Mellow Key Takeaways
Mellow’s strategies vary in performance, with some more susceptible to realized losses from rebalancing than others. The performance of Mellow’s vaults is very transparently available, which makes them easier to evaluate than some competitors. It is worth noting that the performance self-reported by Mellow specifically includes the effect of impermanent losses, while other ALMs do not necessarily provide this information upfront. In terms of actual performance, Mellow’s BTC vaults are quite compelling. Even after controlling for price effects, the average yield recently hovers around 5% APY, which is fairly competitive for BTC opportunities. Also, their ETH-related vaults have done well recently despite having periods of negative returns historically. Mellow does not use external incentives so these yields are generated solely from Mellow’s liquidity management activity, which may make them more sustainable if external incentives decrease overall in the longer term.

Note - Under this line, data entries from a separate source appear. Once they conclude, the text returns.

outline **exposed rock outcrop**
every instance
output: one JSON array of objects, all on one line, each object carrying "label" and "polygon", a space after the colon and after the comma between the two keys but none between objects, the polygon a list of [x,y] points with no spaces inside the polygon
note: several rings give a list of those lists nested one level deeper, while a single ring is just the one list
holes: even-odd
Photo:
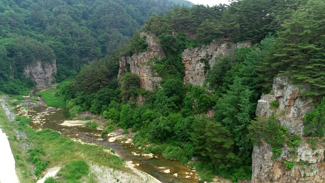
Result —
[{"label": "exposed rock outcrop", "polygon": [[41,61],[32,62],[25,67],[24,75],[32,79],[37,88],[52,84],[56,74],[56,63],[54,59],[51,63]]},{"label": "exposed rock outcrop", "polygon": [[162,80],[161,77],[155,76],[152,73],[150,64],[155,58],[160,58],[165,56],[165,53],[158,39],[152,36],[142,33],[142,37],[146,36],[148,43],[147,50],[145,52],[134,54],[132,56],[123,56],[120,60],[120,69],[118,78],[122,77],[124,73],[131,70],[133,74],[137,74],[140,79],[140,86],[147,90],[152,90],[156,84]]},{"label": "exposed rock outcrop", "polygon": [[251,43],[246,42],[234,44],[226,42],[218,44],[213,41],[210,45],[202,48],[186,49],[182,53],[183,63],[185,65],[184,83],[194,86],[202,86],[205,81],[206,68],[215,64],[215,58],[220,55],[226,55],[236,49],[251,47]]},{"label": "exposed rock outcrop", "polygon": [[[299,96],[308,87],[298,87],[286,78],[275,78],[272,94],[263,95],[258,101],[257,115],[269,116],[275,112],[279,124],[286,127],[289,134],[301,137],[301,141],[297,147],[285,145],[281,155],[275,161],[272,160],[273,152],[270,144],[262,142],[260,146],[255,146],[252,155],[252,183],[324,182],[323,143],[319,138],[303,136],[302,118],[314,107],[311,99]],[[271,108],[272,101],[279,103],[278,109]],[[316,144],[312,145],[311,140]],[[292,149],[295,151],[290,152]],[[285,167],[284,161],[294,162],[296,165],[290,169]]]}]

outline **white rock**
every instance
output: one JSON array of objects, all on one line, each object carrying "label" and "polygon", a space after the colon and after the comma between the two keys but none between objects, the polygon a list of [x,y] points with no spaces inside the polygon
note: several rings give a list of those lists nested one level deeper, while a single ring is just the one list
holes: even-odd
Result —
[{"label": "white rock", "polygon": [[164,173],[169,173],[171,172],[170,169],[167,169],[164,171]]},{"label": "white rock", "polygon": [[109,142],[114,142],[116,140],[116,137],[111,137],[108,139]]}]

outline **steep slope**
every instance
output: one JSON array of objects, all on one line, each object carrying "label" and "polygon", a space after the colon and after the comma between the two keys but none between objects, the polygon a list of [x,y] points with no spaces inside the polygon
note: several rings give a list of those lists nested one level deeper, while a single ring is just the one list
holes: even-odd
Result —
[{"label": "steep slope", "polygon": [[[270,116],[275,112],[279,125],[286,128],[289,134],[298,135],[301,141],[297,147],[285,144],[275,160],[269,144],[263,141],[254,146],[252,182],[323,182],[324,144],[319,138],[303,135],[302,118],[314,107],[311,98],[300,95],[309,86],[298,87],[287,79],[275,78],[271,94],[263,95],[258,101],[256,115]],[[272,108],[272,101],[279,103],[278,108]],[[293,167],[286,167],[285,162],[293,163]]]}]

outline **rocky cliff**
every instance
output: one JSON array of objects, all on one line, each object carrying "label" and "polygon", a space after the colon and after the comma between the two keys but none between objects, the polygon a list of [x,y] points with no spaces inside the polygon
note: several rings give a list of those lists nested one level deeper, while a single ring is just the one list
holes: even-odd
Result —
[{"label": "rocky cliff", "polygon": [[[272,94],[263,95],[258,101],[257,115],[269,116],[275,112],[279,124],[286,127],[290,134],[301,137],[301,141],[297,147],[285,145],[275,161],[272,160],[273,152],[269,144],[262,142],[260,146],[255,146],[252,155],[252,183],[325,181],[323,141],[303,136],[302,117],[313,108],[313,104],[311,99],[299,95],[308,87],[297,87],[285,78],[275,78]],[[274,101],[279,104],[278,108],[272,109],[271,103]],[[295,165],[290,169],[284,165],[285,161]]]},{"label": "rocky cliff", "polygon": [[147,90],[152,90],[155,85],[162,80],[162,78],[154,76],[155,73],[152,73],[150,64],[154,64],[152,62],[154,58],[164,57],[165,53],[158,43],[158,39],[143,33],[141,34],[141,36],[146,37],[147,50],[135,53],[131,57],[122,57],[119,61],[120,69],[118,78],[120,78],[127,71],[131,70],[132,73],[139,76],[142,87]]},{"label": "rocky cliff", "polygon": [[51,63],[32,62],[24,69],[24,74],[35,82],[36,87],[40,88],[51,84],[56,74],[56,63],[54,59]]},{"label": "rocky cliff", "polygon": [[225,42],[218,44],[212,42],[210,45],[201,48],[186,49],[182,53],[183,63],[185,65],[184,83],[194,86],[202,86],[205,81],[207,66],[211,67],[215,64],[215,58],[220,55],[226,55],[236,49],[250,47],[251,44],[247,42],[234,44]]}]

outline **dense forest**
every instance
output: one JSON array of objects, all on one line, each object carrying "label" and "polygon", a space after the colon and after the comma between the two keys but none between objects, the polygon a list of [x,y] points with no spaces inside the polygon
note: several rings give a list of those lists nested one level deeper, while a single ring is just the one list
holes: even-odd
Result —
[{"label": "dense forest", "polygon": [[[285,130],[275,125],[274,116],[265,119],[255,114],[257,100],[262,93],[270,92],[275,76],[287,76],[297,85],[309,84],[306,96],[325,93],[325,2],[322,0],[241,0],[212,7],[176,6],[166,14],[160,13],[167,9],[156,9],[143,14],[138,8],[139,12],[126,11],[138,16],[127,19],[110,18],[118,15],[107,14],[104,7],[117,5],[112,2],[108,2],[112,3],[109,5],[97,2],[91,10],[70,2],[62,6],[44,4],[39,7],[44,11],[35,11],[41,14],[34,16],[32,6],[17,4],[19,10],[30,7],[21,14],[30,15],[23,20],[18,16],[20,22],[28,24],[9,23],[6,26],[11,28],[2,29],[2,58],[9,63],[20,62],[18,53],[24,50],[11,43],[17,41],[48,50],[44,59],[54,53],[58,70],[61,70],[57,80],[66,79],[56,95],[63,98],[72,115],[83,111],[101,115],[108,119],[104,133],[117,128],[131,129],[137,132],[137,146],[154,143],[147,148],[148,152],[162,152],[165,158],[185,164],[197,156],[200,161],[189,166],[196,167],[202,180],[215,175],[233,181],[250,179],[252,147],[259,138],[264,138],[275,150],[283,146]],[[135,5],[129,6],[132,3]],[[140,4],[125,1],[123,5],[136,7]],[[77,11],[81,14],[73,11],[81,9]],[[2,12],[16,13],[6,11]],[[145,21],[151,13],[155,14]],[[112,22],[117,19],[121,22]],[[157,38],[166,54],[154,60],[153,69],[163,80],[152,92],[141,88],[139,76],[131,72],[117,79],[120,56],[146,50],[139,32]],[[23,33],[28,38],[10,37]],[[203,86],[184,85],[182,52],[213,40],[250,41],[253,45],[217,57],[216,64],[207,68]],[[123,43],[127,44],[123,46]],[[3,53],[6,51],[7,55]],[[82,67],[85,58],[92,62]],[[2,79],[9,77],[8,73],[2,74],[5,76],[2,75]],[[143,105],[136,102],[140,95],[145,99]],[[212,116],[208,114],[211,110]]]},{"label": "dense forest", "polygon": [[0,2],[0,90],[18,94],[33,85],[26,65],[56,59],[57,82],[75,76],[83,64],[127,43],[152,14],[183,0],[13,1]]}]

In conclusion, the ALM market available to prospective LPs is fairly diverse. Each ALM has its own area of focus and tailors its approach to a particular type of user experience. Arrakis focuses on low-risk stablecoin pairs, Gamma offers a wide range of options with strong external incentives, and Mellow specializes in ETH and BTC pools with more intricate strategies. The choice of ALM depends on the LP's risk tolerance, performance objectives, and the specific asset types they wish to participate in. Due to the significant variety in ALM design, reporting metrics, and performance, we look to provide a foundation for the Uniswap community to evaluate and classify different protocols. Though ALMs may become more standardized over time, the current market is much too varied for a single broad metric to capture all the relevant details. As a result, we took a more qualitative approach in this report than we do in most other research. Further work in simulating ALM returns could also help develop more standardized comparisons, as it would allow all protocols to be measured on the same APY scale. The role of external incentives and less public strategies in the ALM market are also areas that could be examined in follow-up research.